Mr. Winkler, 68, best known for his role as The Fonz in the Happy Days series (“I love those retro shows,” a 15-year-old boy told him during the question-and-answer session that followed his talk), has had a rich career as an actor and director despite living with undiagnosed dyslexia until he was 31.
As a dyslexic child, “you spend a third of your time trying to figure out school, a third of the time wondering why you can’t figure it out, and a third of your time covering up your shame and humiliation,” he said. “I covered it up by trying to be funny.”
He’s co-written 25 novels for children about a boy who has dyslexia, is funny, and gets in trouble.
He got a hearty standing ovation, and the mutual admiration society between Mr. Winkler and the audience was at its best during the Q&A session when he bantered effortlessly.
He repeated one of his remarks for a man who hadn’t been able to write it down, gave advice on what to see in New York to another man (the top of the RCA Building), counseled a teen whose brother has attention deficit disorder (told him to ask his brother how it feels to live inside his skin), and brainstormed with another teenager who said she has dyslexia about a project she’s doing to earn a Girl Scout award.

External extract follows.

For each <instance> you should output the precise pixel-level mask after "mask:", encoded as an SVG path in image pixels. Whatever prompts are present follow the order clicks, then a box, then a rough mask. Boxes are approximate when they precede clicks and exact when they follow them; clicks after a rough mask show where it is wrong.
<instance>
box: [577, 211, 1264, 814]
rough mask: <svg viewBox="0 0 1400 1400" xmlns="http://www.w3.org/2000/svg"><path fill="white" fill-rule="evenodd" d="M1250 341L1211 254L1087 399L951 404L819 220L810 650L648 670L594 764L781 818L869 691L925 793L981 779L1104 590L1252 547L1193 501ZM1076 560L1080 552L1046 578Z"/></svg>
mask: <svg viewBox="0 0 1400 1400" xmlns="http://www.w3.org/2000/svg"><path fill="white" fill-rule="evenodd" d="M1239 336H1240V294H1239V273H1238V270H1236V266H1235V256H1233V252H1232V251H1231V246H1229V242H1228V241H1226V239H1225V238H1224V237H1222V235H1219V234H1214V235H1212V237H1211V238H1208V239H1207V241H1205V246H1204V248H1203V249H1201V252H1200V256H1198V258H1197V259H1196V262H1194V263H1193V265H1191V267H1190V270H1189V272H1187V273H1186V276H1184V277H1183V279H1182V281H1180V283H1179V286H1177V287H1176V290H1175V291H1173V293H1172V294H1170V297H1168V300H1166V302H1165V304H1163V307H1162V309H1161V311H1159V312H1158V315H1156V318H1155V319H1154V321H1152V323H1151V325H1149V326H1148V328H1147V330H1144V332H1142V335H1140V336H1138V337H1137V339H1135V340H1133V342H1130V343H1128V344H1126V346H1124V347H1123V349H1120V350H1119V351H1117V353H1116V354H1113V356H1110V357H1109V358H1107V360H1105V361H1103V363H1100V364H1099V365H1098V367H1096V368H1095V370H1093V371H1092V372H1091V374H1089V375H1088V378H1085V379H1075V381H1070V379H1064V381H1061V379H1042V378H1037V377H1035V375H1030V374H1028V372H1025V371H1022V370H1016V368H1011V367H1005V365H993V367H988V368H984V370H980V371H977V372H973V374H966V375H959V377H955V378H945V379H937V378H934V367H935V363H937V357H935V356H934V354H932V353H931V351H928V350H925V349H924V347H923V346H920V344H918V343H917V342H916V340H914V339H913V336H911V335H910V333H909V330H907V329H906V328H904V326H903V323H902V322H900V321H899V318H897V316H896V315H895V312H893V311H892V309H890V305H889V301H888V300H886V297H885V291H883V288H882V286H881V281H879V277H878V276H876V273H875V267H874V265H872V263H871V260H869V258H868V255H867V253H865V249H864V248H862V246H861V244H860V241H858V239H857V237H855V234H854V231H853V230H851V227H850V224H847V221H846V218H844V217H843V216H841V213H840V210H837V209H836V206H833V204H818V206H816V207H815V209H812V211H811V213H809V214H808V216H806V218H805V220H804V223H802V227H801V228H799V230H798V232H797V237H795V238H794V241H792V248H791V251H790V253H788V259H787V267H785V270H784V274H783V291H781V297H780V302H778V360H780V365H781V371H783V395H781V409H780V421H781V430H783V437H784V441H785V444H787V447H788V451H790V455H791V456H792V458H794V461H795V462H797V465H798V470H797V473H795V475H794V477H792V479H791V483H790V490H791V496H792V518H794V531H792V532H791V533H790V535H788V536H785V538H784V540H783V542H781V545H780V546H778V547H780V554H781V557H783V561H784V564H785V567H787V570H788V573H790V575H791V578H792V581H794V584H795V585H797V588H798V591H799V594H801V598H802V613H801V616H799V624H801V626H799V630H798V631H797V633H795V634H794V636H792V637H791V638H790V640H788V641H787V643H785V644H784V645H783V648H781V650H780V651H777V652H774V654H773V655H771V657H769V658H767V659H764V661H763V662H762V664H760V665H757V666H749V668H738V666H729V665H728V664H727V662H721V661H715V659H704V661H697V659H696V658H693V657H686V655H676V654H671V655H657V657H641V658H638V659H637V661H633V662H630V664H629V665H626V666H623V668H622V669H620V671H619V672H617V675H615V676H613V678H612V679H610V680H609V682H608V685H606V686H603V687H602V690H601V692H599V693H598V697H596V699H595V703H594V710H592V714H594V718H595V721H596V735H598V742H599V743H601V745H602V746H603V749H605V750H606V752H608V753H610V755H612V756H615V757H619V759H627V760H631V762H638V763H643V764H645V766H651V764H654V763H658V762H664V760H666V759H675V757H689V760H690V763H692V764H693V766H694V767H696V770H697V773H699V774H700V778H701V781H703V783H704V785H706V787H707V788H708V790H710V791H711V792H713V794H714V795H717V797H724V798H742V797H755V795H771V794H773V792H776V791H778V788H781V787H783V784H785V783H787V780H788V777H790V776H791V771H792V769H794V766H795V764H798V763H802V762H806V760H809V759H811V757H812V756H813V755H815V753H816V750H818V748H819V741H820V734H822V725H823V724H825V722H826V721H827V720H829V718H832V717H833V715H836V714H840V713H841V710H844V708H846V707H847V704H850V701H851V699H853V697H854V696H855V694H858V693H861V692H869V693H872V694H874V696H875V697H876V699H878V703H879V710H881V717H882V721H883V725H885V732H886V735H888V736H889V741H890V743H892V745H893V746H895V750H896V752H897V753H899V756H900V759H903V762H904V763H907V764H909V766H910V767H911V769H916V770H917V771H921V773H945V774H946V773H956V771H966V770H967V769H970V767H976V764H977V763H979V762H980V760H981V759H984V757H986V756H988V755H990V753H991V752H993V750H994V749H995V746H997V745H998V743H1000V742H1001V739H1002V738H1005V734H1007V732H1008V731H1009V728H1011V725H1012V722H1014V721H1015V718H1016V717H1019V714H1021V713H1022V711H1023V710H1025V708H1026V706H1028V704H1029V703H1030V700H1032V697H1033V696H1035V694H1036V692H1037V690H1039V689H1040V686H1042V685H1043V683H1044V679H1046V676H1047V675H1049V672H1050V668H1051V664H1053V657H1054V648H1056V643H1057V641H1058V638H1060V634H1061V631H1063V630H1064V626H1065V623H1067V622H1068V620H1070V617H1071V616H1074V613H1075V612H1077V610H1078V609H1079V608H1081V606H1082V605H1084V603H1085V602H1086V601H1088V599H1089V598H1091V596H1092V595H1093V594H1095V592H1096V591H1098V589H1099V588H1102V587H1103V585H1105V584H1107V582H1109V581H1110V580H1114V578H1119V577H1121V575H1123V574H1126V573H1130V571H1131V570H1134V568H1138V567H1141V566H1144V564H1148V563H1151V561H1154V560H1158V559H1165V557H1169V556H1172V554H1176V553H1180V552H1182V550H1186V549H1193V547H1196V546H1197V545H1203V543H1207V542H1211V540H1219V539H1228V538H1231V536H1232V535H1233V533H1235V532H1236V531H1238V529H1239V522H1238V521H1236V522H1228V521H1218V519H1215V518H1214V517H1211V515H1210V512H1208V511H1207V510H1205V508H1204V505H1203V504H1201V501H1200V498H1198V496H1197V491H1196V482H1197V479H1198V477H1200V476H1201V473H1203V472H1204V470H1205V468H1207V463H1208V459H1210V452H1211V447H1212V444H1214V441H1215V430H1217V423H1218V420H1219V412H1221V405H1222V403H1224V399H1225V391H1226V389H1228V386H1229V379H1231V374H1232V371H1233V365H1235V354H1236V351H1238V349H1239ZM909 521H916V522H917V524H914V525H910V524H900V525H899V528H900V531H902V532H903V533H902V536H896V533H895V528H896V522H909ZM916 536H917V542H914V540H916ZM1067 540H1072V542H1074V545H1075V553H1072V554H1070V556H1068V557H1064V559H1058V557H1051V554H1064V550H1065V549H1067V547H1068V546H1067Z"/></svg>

When an 8-year-old boy approached the microphone, his father snapping pictures behind him, Mr. Winkler left the stage and walked into the audience to explain how Fonzie got his name, then kissed and hugged the child. “Adorable,” he said.
The next person in line — a blonde woman — moved in for a hug and a kiss on the cheek.
“That’s all I wanted,” she said.
To a woman who said she had met and discussed him with his cousin, Stan Winkler, he said he had no such relative. “He has your eyes,” the woman said.
“Then he’s had surgery,” Mr. Winkler replied.
The Toledo-Lucas County Public Library announced the fall Authors! Authors! lineup: Political journalist Cokie Roberts will speak Sept. 3; Iranian-born Marjane Satrapi is scheduled for Oct. 22, and best-selling writer Elizabeth Gilbert (Eat, Pray, Love) will take the podium Nov. 19.